Logistic regression algorithm finds a linear function that predict class ($\hat{y}$) given an input vector $x$ as,

\begin{equation} \hat{y}=\sum_{n_x}^{j=0} w_jx_j+b=w^Tx+b \end{equation}

The final goal here is to find optimal weights $w$ that best approximate the output y by minimizing the prediction error. The simple loss function or error function is one half of square error as, \begin{equation} L(\hat{y},y)=\dfrac{1}{2}(\hat{y}-y)^2\approx 0 \end{equation}

Typicaly, the output should be in probability form ($0<\hat{y} <1$), and thefore sigmoid function ( or similar function) is applied to predicted output. So that the final Logistic regression can be shown by, \begin{equation} \hat{y}=P(y=1|x) \longrightarrow \hat{y}=\sigma(w^Tx+b) \end{equation}

The sigmoid function, $\sigma(z)= \dfrac{1}{1-e^-z}$, gives an $S$ shaped curve as shown in Figure 1. $\sigma(z)= 0$ when $z\longrightarrow -\infty$ and $\sigma(z)= 1$ when $z\longrightarrow +\infty$. The $\sigma(z)=0.5$ when $z=0$. Therfore, If the output is more than $ 0.5 $, the outcome can be classify as 1 and 0 otherwise.

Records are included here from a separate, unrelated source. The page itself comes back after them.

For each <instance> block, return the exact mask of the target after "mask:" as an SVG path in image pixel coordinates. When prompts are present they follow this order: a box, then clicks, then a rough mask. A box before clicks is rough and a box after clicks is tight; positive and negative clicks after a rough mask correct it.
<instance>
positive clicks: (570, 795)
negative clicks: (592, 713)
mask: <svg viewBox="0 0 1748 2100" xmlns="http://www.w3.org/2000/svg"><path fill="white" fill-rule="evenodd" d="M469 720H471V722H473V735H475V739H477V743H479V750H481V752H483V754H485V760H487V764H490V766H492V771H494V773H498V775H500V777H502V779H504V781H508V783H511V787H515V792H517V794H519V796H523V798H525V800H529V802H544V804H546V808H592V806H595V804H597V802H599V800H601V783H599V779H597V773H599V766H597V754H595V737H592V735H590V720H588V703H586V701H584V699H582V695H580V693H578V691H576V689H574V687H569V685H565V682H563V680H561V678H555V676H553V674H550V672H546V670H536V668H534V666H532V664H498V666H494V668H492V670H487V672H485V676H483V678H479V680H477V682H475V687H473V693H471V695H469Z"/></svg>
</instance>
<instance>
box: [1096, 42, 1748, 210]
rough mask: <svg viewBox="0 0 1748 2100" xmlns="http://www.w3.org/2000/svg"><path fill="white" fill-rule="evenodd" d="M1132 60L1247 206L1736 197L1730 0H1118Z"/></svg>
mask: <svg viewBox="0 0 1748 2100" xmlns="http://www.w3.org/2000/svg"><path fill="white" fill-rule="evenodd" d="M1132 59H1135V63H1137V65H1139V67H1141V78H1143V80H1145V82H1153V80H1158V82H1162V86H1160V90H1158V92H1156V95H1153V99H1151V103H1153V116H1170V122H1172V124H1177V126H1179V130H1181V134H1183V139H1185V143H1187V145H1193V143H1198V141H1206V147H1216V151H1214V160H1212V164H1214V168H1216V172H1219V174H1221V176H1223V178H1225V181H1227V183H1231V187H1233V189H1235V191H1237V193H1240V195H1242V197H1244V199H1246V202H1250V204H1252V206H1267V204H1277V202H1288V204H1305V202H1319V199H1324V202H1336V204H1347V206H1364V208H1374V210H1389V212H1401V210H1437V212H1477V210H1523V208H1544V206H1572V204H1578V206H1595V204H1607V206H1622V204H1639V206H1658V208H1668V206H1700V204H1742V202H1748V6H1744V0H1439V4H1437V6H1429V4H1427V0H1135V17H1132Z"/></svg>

The half a square error might cause the optimization problem (non-convex problem). To prevent multiple local optima the loss function can be written as,

\begin{equation} L(\hat{y},y)=-\big(y\log \hat{y}+(1-y)\log(1-\hat{y}) \big) \label{eq:loss} \end{equation}

Above equation measures how well th model is for one a single training example. The overall performance over $m$ training is indicated by cost function $ J $ as,
\begin{equation} J(w,b)=\dfrac{1}{m} \sum_{i=1}^{m} L(\hat{y}^i,y^i) \label{eq:cost} \end{equation}